Sustained firing patterns might be not be related to WM per se, but rather, other concurrent mental processes for task execution (although they are unlikely contingent negative variations; see SI Discussion). DC potentials likely reflect higher states of arousal, alertness, and or attention (Kovac et al. 2018). Indeed, low-frequency (delta band) EEG responses are closely linked to sustained attention (Kirmizi-Alsan et al. 2006). Interestingly, suppression of sustained responses during the delay period is reduced in individuals that rely on a covert rehearsal strategies (Linke et al. 2011). Thus, stronger AC responses for lower set sizes may reflect more covert rehearsal by our participants to refresh short-term memory representations from being overwritten and protecting memory items from decay. This interpretation is consistent with our brain-behavior correlations, which showed listeners with stronger reduction (cf. suppression) of sustained AC activity had higher K capacity limits (e.g., Fig. 3d). Larger neural responses for lower set sizes could reflect a stronger deployment of attention in easier, less taxing conditions.

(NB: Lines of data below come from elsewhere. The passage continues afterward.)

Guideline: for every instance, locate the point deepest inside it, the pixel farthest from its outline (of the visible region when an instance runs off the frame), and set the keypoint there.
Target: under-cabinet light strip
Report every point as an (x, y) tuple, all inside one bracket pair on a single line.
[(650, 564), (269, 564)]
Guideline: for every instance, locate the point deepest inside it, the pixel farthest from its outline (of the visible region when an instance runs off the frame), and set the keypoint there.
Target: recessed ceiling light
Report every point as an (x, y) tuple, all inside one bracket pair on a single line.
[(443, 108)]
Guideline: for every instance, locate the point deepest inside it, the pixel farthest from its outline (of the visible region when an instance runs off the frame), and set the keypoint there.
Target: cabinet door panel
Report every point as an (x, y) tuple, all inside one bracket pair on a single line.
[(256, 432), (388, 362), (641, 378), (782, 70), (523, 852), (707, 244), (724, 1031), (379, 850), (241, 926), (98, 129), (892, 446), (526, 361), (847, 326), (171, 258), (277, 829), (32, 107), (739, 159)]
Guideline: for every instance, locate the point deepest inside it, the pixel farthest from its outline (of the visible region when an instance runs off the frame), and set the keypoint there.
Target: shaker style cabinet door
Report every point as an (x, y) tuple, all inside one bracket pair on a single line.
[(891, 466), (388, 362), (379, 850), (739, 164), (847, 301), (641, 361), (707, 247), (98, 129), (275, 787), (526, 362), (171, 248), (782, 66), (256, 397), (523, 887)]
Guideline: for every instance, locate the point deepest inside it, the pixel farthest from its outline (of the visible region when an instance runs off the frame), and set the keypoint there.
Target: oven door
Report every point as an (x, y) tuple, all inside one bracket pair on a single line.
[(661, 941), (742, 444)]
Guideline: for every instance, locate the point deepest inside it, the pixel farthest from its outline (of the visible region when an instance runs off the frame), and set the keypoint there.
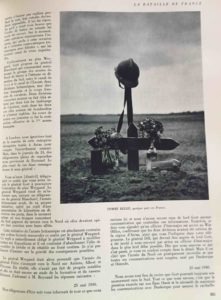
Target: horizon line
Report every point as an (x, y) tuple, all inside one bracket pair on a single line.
[(116, 114)]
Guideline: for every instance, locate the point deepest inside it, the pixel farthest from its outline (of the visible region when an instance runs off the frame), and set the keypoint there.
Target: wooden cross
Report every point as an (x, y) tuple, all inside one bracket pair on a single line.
[(131, 145)]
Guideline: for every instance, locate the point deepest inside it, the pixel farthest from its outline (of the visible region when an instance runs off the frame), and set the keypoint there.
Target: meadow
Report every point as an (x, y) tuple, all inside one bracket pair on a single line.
[(78, 185)]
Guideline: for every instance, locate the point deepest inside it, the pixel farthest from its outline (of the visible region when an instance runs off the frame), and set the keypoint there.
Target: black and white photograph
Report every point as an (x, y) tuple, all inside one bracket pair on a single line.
[(132, 124)]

Seminal studies in primates and fMRI in humans have demonstrated that neurons maintain a representation of the stimulus via sustained activity in prefrontal cortex which outlasts the eliciting event (Courtney et al. 1997). Sustained maintenance activation is observed across multiple brain regions in tasks involving various sensory modalities (Bashivan et al. 2014b; Yue et al. 2019). In agreement with prior neuroimaging WM studies (Grimault et al. 2014; Huang et al. 2016; Vogel and Machizawa 2004), we similarly found sustained EEG activity during WM maintenance is modulated by stimulus load. Our results corroborate fMRI findings (Kumar et al. 2016) by confirming successful auditory WM depends on elevated activity within AC. These structures are typically associated with sensory-perceptual processing rather than higher cognition (Boran et al. 2019; Yue et al. 2019). Thus, our data support an “embedded” rather than “buffer” account of WM, whereby auditory cortex acts to both encode perceptually relevant sound features but also functions as memory buffer to maintain information over short periods (cf. Yue et al. 2019).

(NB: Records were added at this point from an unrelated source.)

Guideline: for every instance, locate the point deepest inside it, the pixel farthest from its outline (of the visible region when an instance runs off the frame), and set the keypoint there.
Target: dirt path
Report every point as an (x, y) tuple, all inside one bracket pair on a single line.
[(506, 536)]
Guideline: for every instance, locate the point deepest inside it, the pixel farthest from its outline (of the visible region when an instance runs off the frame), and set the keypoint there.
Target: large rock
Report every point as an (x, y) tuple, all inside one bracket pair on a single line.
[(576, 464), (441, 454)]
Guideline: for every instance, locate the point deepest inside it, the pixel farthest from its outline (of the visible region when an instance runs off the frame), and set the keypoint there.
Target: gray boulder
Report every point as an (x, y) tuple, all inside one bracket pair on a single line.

We also found a stark hemispheric asymmetry in how AC predicts WM capacity. “High modulators” of left hemisphere AC activity showed superior auditory WM performance. In contrast, right hemisphere did not predict behavior. fMRI studies similarly show left AC activation positively correlates with behavioral performance in WM tasks (Kumar et al. 2016). Thus, while activity is bilateral during WM (current study; Grimault et al. 2014; Huang et al. 2016; Kumar et al. 2016), left hemisphere best correlates with behavioral capacity. Leftward laterality is perhaps expected given the well-known dominance of left cerebral hemisphere to auditory-linguistic processing (Hickok and Poeppel 2007). Indeed, both children and adults show strong brain asymmetry in WM organization, with greater rightward bias for spatial WM and leftward bias for verbal WM (Thomason et al. 2009). Given our WM task required covert verbal labeling, the stronger activation and association we find between left AC and behavior is consistent with the left hemisphere dominance of auditory-linguistic processing (Hickok and Poeppel 2007).
Conflict of interest
none declared
Acknowledgements
Work supported by the National Institute on Deafness and Other Communication Disorders of the National Institutes of Health (R01DC016267).